AfD sortiert sich nach Meuthens Abgang neu
Bisherige Unterstützer des ausgetretenen Ex-Parteichefs suchen neue Leitfigur – Chrupalla will Vorsitzender bleiben
- Nach dem überraschenden Parteiaustritt des langjährigen Vorsitzenden Jörg Meuthen sammelt sich die AfD langsam. Tino Chrupalla, Co-Fraktionsvorsitzender im Bundestag und seit dem Rückzug Meuthens jetzt vorübergehend alleiniger Parteichef, versucht im ZDF die Richtung vorzugeben: „Insgesamt, sag ich ganz ehrlich, hat Jörg Meuthen mit dem heutigen Tage die Spaltung der AfD beendet.“Er werde die Partei jetzt „zusammenführen und zusammenhalten“.

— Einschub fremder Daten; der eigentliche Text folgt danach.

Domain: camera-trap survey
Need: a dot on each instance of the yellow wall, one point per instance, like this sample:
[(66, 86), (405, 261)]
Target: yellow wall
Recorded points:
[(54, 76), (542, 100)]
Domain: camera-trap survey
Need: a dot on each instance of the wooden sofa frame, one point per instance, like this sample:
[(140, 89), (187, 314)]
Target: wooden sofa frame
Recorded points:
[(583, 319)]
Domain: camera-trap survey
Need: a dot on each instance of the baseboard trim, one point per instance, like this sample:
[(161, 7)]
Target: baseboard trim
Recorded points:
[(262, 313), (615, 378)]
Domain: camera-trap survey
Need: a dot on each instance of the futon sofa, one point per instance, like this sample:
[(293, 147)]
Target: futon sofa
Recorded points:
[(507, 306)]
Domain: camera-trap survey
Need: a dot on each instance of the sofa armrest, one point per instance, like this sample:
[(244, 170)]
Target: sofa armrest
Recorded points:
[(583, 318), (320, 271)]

Der Parteieintritt der langjährigen CDU-Bundestagsabgeordneten Erika Steinbach in die AfD als direkte Reaktion auf Meuthens Austritt ist für Chrupalla ein erster kleiner Erfolg. Allerdings ist Steinbach seit fast vier Jahren die Vorsitzende der parteinahen Desiderius-Erasmus-Stiftung. Überraschend kommt ihre formale Mitgliedschaft in der AfD daher nicht.
Ob Chrupalla derjenige sein wird, der die Partei zusammenhält und -führt, ist keineswegs sicher. Und das nicht nur, weil die Frage im Raum steht, ob das überhaupt noch jemand leisten kann. Besonders relevant wird sie mit Blick auf das Vakuum, das Meuthen hinterlässt sowie das Lager der Partei, für das er stand. Joana Cotar, Mitglied im Bundesvorstand und vor Meuthens Austritt eine enge Verbündete, sagt im Gespräch: „Es muss uns gelingen, einen Konsens-Bundesvorstand zu finden, der sich weniger streitet.“Sie selbst möchte in diesem eine „führende Rolle übernehmen“.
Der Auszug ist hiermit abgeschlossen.